Opinion
11-25-2015
Andrew Park, P.C., New York, N.Y. (Steve J. Park of counsel), for appellant. Mendolia & Stenz (Russo, Apoznanski & Tambasco, Melville, N.Y. [Yamile Al–Sullami], of counsel), for respondents.
Andrew Park, P.C., New York, N.Y. (Steve J. Park of counsel), for appellant.
Mendolia & Stenz (Russo, Apoznanski & Tambasco, Melville, N.Y. [Yamile Al–Sullami], of counsel), for respondents.
Opinion
In an action to recover damages for personal injuries, the plaintiff appeals from an order of the Supreme Court, Queens County (Dufficy, J.), entered August 26, 2014, which granted the defendants' motion for summary judgment dismissing the complaint on the ground that she did not sustain a serious injury within the meaning of Insurance Law § 5102(d) as a result of the subject accident.
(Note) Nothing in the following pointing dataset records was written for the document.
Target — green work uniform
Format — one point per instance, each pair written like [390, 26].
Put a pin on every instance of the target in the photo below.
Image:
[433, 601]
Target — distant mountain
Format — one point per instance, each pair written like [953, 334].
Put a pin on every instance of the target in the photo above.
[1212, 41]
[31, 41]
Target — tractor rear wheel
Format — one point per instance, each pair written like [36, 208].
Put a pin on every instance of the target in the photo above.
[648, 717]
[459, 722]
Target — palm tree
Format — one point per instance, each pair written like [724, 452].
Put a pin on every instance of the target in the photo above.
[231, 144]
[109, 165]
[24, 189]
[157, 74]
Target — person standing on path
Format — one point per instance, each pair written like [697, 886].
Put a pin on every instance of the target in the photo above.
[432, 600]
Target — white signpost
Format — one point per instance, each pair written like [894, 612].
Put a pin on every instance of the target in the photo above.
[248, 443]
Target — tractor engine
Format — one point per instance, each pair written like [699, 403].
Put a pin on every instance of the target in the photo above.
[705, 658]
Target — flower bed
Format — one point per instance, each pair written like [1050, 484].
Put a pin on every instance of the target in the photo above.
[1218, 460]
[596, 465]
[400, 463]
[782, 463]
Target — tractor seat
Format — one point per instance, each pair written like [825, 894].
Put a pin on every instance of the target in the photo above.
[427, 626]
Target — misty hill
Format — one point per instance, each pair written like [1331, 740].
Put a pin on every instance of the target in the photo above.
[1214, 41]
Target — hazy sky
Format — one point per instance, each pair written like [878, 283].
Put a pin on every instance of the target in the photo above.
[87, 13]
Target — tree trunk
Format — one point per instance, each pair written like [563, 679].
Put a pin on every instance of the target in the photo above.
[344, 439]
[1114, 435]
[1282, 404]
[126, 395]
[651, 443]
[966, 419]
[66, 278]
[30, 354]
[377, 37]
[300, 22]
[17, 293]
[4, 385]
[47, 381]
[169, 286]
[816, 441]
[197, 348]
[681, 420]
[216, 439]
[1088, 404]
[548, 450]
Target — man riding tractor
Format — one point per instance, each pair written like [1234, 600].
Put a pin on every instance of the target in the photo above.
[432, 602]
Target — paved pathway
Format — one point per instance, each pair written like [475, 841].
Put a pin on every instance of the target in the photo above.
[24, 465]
ORDERED that the order is affirmed, with costs.
In support of their motion for summary judgment dismissing the complaint, the defendants met their prima facie burden of showing that the plaintiff did not sustain a serious injury within the meaning of Insurance Law § 5102(d) as a result of the subject accident (see Toure v. Avis Rent A Car Sys., 98 N.Y.2d 345, 746 N.Y.S.2d 865, 774 N.E.2d 1197; Gaddy v. Eyler, 79 N.Y.2d 955, 956–957, 582 N.Y.S.2d 990, 591 N.E.2d 1176). The defendants submitted competent medical evidence establishing, prima facie, that the alleged injury to the plaintiff's right shoulder did not constitute a serious injury under the permanent consequential limitation of use or significant limitation of use categories of Insurance Law § 5102(d) (see Staff v. Yshua, 59 A.D.3d 614, 874 N.Y.S.2d 180). In opposition, the plaintiff failed to raise a triable issue of fact.
Accordingly, the Supreme Court properly granted the defendants' motion for summary judgment dismissing the complaint.
RIVERA, J.P., DICKERSON, MALTESE and LaSALLE, JJ., concur.